Il rock degli anni Ottanta sposa l’attivismo politico, che ebbe il suo picco di popolarità negli anni ottanta col singolo “Do They Know It’s Christmas?” del 1984 e il concerto Live Aid per l’Etiopia del 1985, che, oltre ad aver sensibilizzato con successo l’opinione pubblica riguardo alla povertà mondiale e ad aver raccolto fondi per gli aiuti umanitari, è stato anche criticato, insieme ad eventi simili, per aver fornito un palcoscenico per l’accrescimento della popolarità e dei guadagni delle star coinvolte. Gli anni Ottanta vedono il risorgere degli show concepiti come spettacoli di dimensioni sempre più imponenti, che solo a volte sono concerti di beneficenza. A beneficiare del clamore mediatico legato ai mega eventi degli anni ottanta non sono solo i nuovi idoli pop, ma anche gruppi rock già presenti negli anni settanta che raggiungono però l’apice del loro successo nel decennio successivo: gruppi Glam rock come i Kiss o i Queen.

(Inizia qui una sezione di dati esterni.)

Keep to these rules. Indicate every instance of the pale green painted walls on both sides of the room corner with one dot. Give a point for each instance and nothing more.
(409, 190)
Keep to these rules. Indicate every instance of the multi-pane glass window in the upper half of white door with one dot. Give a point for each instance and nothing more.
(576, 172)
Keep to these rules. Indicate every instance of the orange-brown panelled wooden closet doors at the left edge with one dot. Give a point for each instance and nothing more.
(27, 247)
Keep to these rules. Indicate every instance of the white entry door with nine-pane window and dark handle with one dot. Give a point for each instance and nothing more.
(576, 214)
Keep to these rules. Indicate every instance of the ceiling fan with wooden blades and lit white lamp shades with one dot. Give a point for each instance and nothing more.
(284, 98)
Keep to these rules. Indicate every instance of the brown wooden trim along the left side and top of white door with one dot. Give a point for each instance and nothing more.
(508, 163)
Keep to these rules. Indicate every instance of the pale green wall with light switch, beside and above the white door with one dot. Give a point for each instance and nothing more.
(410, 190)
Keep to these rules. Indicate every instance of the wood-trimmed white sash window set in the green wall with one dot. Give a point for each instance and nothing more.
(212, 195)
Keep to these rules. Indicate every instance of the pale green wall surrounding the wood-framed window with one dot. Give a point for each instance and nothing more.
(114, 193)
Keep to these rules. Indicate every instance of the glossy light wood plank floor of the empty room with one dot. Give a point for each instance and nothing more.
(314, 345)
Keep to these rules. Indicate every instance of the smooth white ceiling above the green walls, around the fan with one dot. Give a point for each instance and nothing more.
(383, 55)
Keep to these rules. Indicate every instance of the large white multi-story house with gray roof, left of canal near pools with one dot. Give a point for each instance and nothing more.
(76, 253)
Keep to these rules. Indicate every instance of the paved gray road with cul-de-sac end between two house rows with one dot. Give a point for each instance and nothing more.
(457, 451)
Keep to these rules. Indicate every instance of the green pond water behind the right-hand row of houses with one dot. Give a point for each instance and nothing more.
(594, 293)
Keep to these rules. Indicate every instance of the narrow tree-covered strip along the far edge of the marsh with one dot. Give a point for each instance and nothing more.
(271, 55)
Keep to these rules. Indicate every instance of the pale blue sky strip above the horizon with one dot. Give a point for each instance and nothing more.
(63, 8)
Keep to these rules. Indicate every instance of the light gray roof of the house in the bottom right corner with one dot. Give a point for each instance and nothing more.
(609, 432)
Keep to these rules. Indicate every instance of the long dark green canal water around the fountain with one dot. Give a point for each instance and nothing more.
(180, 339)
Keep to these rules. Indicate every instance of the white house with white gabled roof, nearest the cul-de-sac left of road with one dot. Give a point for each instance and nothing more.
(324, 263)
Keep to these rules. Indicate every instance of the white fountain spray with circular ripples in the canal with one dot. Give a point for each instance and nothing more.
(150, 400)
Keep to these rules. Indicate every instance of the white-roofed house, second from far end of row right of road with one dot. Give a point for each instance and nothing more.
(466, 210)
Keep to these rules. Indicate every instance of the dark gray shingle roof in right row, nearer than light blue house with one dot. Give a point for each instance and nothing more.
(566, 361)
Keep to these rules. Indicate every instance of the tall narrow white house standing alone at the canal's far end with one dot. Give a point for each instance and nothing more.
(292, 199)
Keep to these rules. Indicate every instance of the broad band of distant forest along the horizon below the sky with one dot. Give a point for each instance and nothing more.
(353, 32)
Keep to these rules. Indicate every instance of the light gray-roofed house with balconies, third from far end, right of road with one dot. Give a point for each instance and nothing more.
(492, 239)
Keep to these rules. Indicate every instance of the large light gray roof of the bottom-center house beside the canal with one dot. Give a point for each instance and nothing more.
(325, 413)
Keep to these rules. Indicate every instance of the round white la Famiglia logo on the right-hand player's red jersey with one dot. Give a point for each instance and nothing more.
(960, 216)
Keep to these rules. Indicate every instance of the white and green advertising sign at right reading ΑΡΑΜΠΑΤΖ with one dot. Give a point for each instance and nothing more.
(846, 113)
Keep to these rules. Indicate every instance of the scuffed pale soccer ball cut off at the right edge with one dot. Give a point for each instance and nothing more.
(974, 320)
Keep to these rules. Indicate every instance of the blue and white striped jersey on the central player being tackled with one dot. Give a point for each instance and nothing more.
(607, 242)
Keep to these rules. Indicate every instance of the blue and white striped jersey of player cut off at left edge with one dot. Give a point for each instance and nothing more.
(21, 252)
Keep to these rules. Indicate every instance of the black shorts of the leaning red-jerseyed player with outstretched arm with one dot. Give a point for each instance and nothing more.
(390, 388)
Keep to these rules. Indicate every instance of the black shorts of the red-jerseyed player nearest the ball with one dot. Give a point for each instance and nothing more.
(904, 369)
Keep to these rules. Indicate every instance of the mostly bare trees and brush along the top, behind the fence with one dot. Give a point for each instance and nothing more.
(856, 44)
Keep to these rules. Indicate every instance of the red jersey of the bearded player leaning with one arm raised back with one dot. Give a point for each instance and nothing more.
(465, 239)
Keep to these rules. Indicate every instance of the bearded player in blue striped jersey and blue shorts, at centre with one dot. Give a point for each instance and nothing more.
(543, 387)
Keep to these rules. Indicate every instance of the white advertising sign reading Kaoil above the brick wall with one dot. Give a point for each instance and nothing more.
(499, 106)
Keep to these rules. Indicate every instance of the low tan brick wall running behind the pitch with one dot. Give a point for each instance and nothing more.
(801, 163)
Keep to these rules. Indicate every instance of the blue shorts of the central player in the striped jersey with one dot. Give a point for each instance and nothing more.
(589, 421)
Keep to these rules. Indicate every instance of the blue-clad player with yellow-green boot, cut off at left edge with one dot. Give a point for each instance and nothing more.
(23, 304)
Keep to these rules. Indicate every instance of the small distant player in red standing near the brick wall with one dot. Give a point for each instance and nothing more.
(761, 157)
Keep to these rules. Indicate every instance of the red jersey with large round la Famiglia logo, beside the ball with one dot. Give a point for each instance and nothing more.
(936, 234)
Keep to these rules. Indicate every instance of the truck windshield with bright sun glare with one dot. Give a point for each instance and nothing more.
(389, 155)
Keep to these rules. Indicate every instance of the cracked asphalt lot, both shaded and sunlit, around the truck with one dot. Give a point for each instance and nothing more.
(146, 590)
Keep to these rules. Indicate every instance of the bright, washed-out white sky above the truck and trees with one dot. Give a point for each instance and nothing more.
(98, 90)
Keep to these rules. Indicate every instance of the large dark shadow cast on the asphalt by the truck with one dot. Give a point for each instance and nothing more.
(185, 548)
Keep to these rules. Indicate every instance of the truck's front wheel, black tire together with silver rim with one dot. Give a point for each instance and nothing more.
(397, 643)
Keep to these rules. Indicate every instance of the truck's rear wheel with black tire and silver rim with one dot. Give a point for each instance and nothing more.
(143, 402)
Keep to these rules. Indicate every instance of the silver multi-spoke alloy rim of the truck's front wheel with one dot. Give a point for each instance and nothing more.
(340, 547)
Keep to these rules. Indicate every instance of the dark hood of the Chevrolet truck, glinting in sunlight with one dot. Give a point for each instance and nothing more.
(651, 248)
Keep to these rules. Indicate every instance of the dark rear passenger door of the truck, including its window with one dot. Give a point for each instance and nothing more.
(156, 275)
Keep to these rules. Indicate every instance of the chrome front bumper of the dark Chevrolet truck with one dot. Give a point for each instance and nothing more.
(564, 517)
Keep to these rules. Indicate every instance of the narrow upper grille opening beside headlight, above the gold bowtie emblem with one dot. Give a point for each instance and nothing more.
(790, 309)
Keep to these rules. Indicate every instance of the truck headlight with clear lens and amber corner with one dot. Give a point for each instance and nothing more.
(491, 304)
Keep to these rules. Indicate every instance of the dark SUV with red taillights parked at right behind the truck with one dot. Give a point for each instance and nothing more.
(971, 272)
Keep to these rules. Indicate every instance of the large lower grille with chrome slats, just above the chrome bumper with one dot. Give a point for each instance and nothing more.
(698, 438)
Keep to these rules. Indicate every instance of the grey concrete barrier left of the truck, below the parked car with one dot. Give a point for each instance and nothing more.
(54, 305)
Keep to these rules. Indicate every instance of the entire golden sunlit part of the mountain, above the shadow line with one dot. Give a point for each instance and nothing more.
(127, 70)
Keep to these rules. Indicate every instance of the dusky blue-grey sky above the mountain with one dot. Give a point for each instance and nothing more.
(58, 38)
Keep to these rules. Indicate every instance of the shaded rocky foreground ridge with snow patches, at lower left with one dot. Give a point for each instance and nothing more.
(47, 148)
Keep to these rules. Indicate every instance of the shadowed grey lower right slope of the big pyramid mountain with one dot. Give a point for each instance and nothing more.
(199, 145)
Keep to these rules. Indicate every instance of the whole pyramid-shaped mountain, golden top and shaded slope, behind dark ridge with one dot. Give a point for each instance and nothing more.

I Queen parteciparono, il 13 luglio 1985, al Live Aid. Nei 20 minuti a disposizione, i Queen suonarono Bohemian Rhapsody, Radio Ga Ga, Hammer to Fall, Crazy Little Thing Called Love, We Will Rock You e We Are the Champions. Sia la stampa, sia i settantaduemila spettatori di Wembley, sia gli artisti considerarono la loro interpretazione memorabile, una delle migliori di tutti i tempi. Mercury costruì in questa esibizione “il mito di insuperabile frontman”. La partecipazione al Live Aid diede nuovo entusiasmo ai Queen, che grazie a questo successo tornarono nuovamente a essere un gruppo coeso. Assente dal Live Aid ma personaggio emblematico del rock anni ottanta è Bruce Springsteen, esponente del cosiddetto “Heartland Rock”, caratterizzato da uno stile musicale semplice e rimandi alla vita operaia americana.

Un’altra band emblema del Live Aid, e del rock anni ottanta in generale, è quella degli U2. La band irlandese è caratterizzata dall’utilizzo massiccio di tematiche religiose, politiche e socioeconomiche, che contribuiranno a costruire l’immagine del frontman Bono Vox come guru di un’intera generazione. Gli U2 ottennero il successo planetario con l’album The Joshua Tree, che raggiunse i venticinque milioni di copie vendute. Un tour americano consoliderà la fama della band anche in quel Paese. L’immagine del gruppo negli anni successivi ha continuato ad essere legata alle numerose iniziative umanitarie contro la guerra nei Balcani e a favore della cancellazione del debito dei paesi del terzo mondo. Ma da qui in poi, è un’altra storia. La storia della nascita dell’alternative rock, del grunge, del post-grunge, del britpop, dell’indie rock, del gothic metal e di tutto quello ci siamo portati nel nuovo millennio.